Aggregate features

Quantile bin summary statistic features.

`featurely.aggregate`

Bin-level aggregate features.

Binning a driver feature and attaching per-bin summary statistics gives each row context about the group it belongs to, for example the mean of one feature across all rows in the same quantile bin of another. Only feature columns are aggregated, so the candidates carry no target information and cannot leak.

`compute_bin_aggregates(df, bin_feature, agg_features, n_bins=10, stats=('mean',))`

Return per-bin summary statistic candidates for one binned feature.

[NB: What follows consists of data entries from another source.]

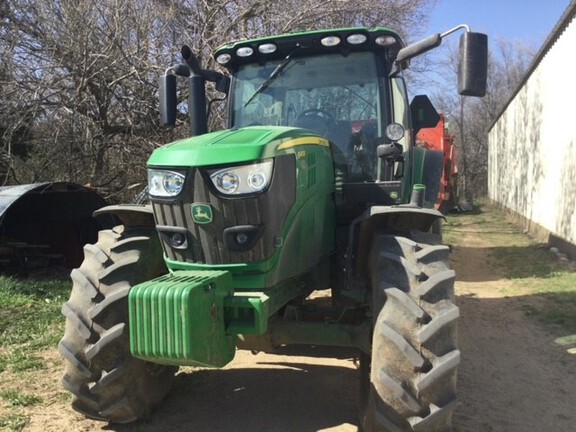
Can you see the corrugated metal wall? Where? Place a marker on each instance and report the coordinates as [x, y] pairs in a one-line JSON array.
[[532, 145]]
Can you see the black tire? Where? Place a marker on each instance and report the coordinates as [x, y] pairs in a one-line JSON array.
[[409, 383], [106, 382]]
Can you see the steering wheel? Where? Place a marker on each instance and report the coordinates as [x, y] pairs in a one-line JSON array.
[[316, 119]]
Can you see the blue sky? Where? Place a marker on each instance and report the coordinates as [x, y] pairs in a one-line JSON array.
[[527, 21]]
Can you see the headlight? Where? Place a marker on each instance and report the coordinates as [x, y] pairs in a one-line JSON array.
[[243, 179], [163, 183]]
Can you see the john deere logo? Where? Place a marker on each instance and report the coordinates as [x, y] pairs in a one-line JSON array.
[[202, 213]]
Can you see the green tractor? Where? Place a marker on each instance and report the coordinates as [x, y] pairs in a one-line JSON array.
[[315, 187]]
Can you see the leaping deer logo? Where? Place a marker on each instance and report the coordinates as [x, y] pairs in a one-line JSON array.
[[201, 213]]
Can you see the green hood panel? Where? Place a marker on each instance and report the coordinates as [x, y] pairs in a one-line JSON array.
[[223, 147]]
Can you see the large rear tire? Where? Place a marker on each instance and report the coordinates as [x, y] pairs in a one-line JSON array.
[[409, 383], [106, 382]]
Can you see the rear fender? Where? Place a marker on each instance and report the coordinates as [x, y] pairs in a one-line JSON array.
[[394, 219]]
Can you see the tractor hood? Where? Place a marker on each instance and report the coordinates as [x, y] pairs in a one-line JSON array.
[[231, 146]]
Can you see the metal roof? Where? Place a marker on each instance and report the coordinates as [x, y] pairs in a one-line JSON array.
[[10, 194]]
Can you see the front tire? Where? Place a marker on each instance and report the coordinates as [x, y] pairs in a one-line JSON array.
[[106, 382], [409, 383]]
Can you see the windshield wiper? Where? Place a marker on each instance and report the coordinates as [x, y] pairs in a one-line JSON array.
[[275, 73]]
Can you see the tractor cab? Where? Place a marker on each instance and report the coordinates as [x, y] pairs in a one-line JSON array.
[[336, 85]]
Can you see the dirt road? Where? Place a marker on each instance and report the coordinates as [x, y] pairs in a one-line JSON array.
[[513, 378]]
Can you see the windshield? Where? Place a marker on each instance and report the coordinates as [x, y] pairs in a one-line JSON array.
[[334, 95]]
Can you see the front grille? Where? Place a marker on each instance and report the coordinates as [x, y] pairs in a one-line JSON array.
[[206, 243]]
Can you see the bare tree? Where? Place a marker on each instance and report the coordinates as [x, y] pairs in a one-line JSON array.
[[471, 117], [79, 77]]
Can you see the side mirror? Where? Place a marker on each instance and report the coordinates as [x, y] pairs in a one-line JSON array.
[[473, 64]]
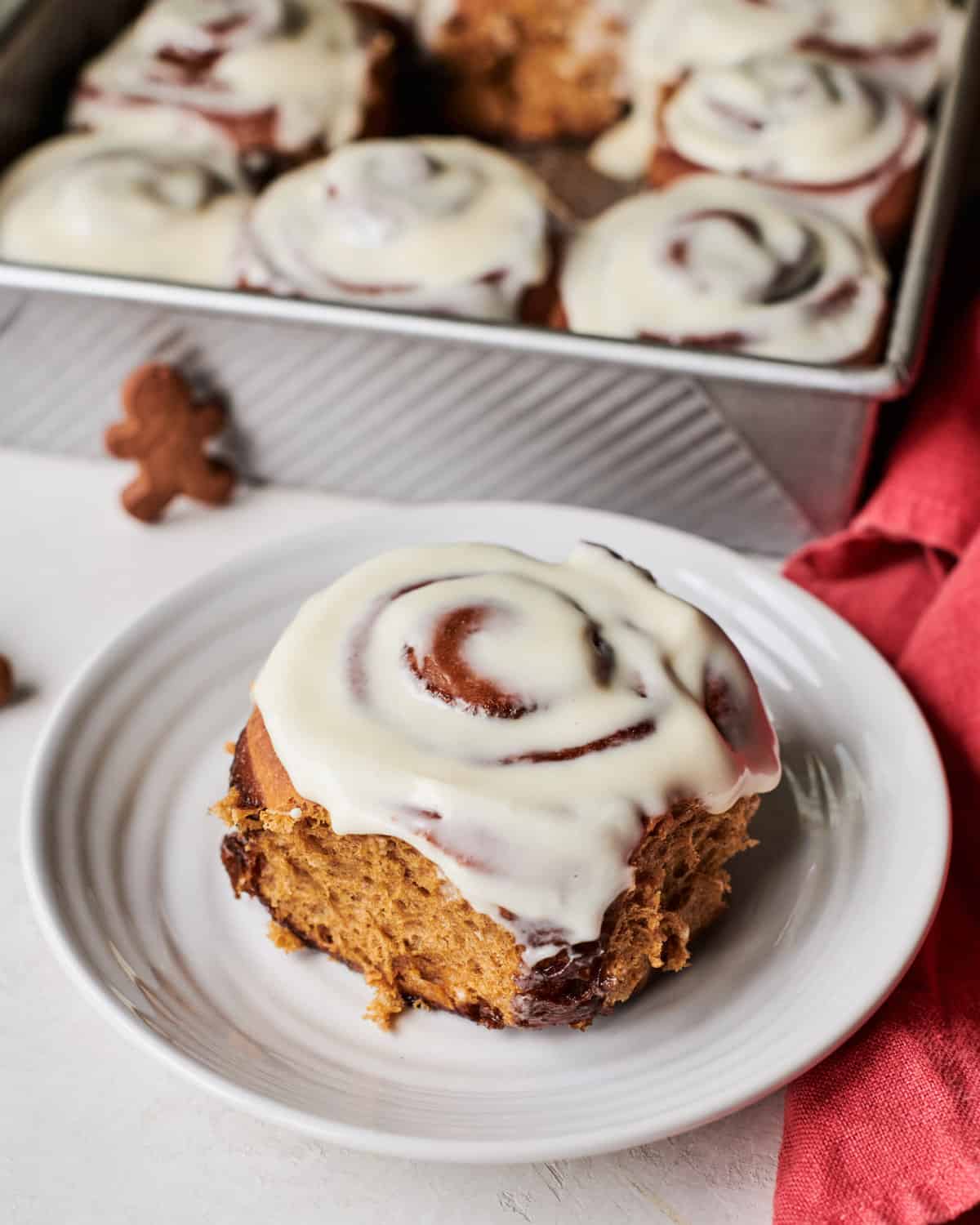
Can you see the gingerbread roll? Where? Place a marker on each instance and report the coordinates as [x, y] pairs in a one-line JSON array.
[[260, 85], [893, 42], [102, 205], [896, 42], [853, 145], [723, 264], [431, 225], [543, 767]]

Rows are assigned to quantile bins of bin_feature (equal-count bins, so sparse regions do not produce empty groups), then each row receives the bin-level statistic of every column in agg_features.

Parameters:

Name	Type	Description	Default
`df`	`DataFrame`	Input frame; not modified.	required
`bin_feature`	`str`	Column whose quantile bins define the groups.	required
`agg_features`	`list[str]`	Columns to summarize within each bin.	required
`n_bins`	`int`	Number of quantile bins.	`10`
`stats`	`tuple[str, ...]`	Summary statistics to compute, by pandas name, e.g. `("mean", "median")`.	`('mean',)`

Returns:

Type	Description
`DataFrame`	A frame of candidate columns named
`DataFrame`	`{bin_feature}bin{n_bins}_{stat}_{col}`.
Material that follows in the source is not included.